The Senate confirmed Sams by voice vote on Thursday to lead the agency charged with preserving America’s national parks, monuments and historic sites.
The last confirmed director to permanently serve in the role was Jonathan Jarvis, who was nominated by President Barack Obama and retired in January 2017. NPS Deputy Director Shawn Benge has been temporarily filling the role.
Sams is a Tribal member of the Confederated Tribes of the Umatilla Indian Reservation, serving recently as its executive director. He is Cayuse and Walla Walla, with blood ties to the Yankton Sioux and Cocopah Peoples.
When the White House announced in August
its intent to nominate Sams as the head of the NPS, Interior Secretary Deb Haaland
, the US’ first Native American Cabinet secretary, said in a statement that the “diverse experience” Sams will bring to NPS “will be an incredible asset as we work to conserve and protect our national parks to make them more accessible for everyone.”
Although he has no prior experience working for NPS, Sams has spent years working in natural resource and conservation management and most recently sat on the Pacific Northwest Power and Conservation Council.

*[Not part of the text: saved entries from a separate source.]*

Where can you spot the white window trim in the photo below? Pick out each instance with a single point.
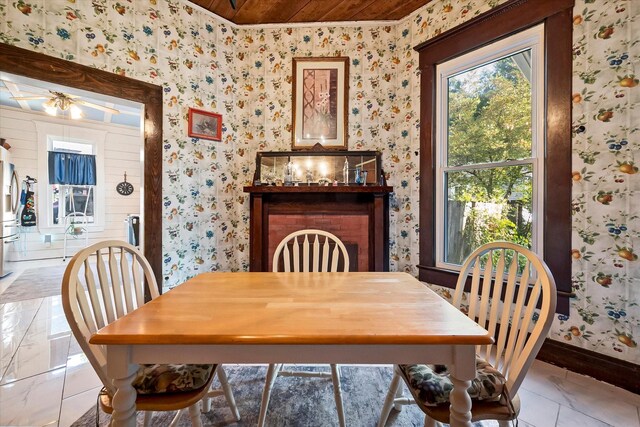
(533, 39)
(46, 132)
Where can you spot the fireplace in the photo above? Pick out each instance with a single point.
(357, 215)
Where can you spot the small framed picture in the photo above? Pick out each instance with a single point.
(206, 125)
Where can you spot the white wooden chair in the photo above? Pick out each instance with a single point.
(97, 291)
(318, 256)
(519, 329)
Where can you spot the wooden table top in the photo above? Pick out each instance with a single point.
(296, 308)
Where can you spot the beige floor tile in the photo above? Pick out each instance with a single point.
(80, 376)
(75, 406)
(572, 418)
(536, 410)
(34, 401)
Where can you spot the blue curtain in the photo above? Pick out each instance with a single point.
(71, 168)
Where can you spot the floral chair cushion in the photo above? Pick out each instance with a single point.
(430, 384)
(153, 379)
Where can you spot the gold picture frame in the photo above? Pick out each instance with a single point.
(320, 102)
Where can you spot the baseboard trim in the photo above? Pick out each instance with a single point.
(605, 368)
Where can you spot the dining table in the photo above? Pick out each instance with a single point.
(259, 318)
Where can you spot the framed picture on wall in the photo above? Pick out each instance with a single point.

He also served in the US Navy as an intelligence specialist.
Sams will step into the role as the NPS deals with challenges that include a maintenance backlog, overcrowding at parks
, understaffing, and problems with widespread sexual harassment and gender discrimination
In his October confirmation hearing, Sams said he has “always had a zero-tolerance approach to harassment and will bring that to this position if confirmed.”
He’ll oversee an agency of roughly 20,000 employees and more than 279,000 volunteers who care for more than 85 million acres of land across the US that include national parks, monuments and the White House.
“The National Park Service is a very special agency with a timeless mission: to preserve resources and to inspire current and future generations. I am excited to lead that mission,” Sams said back in October.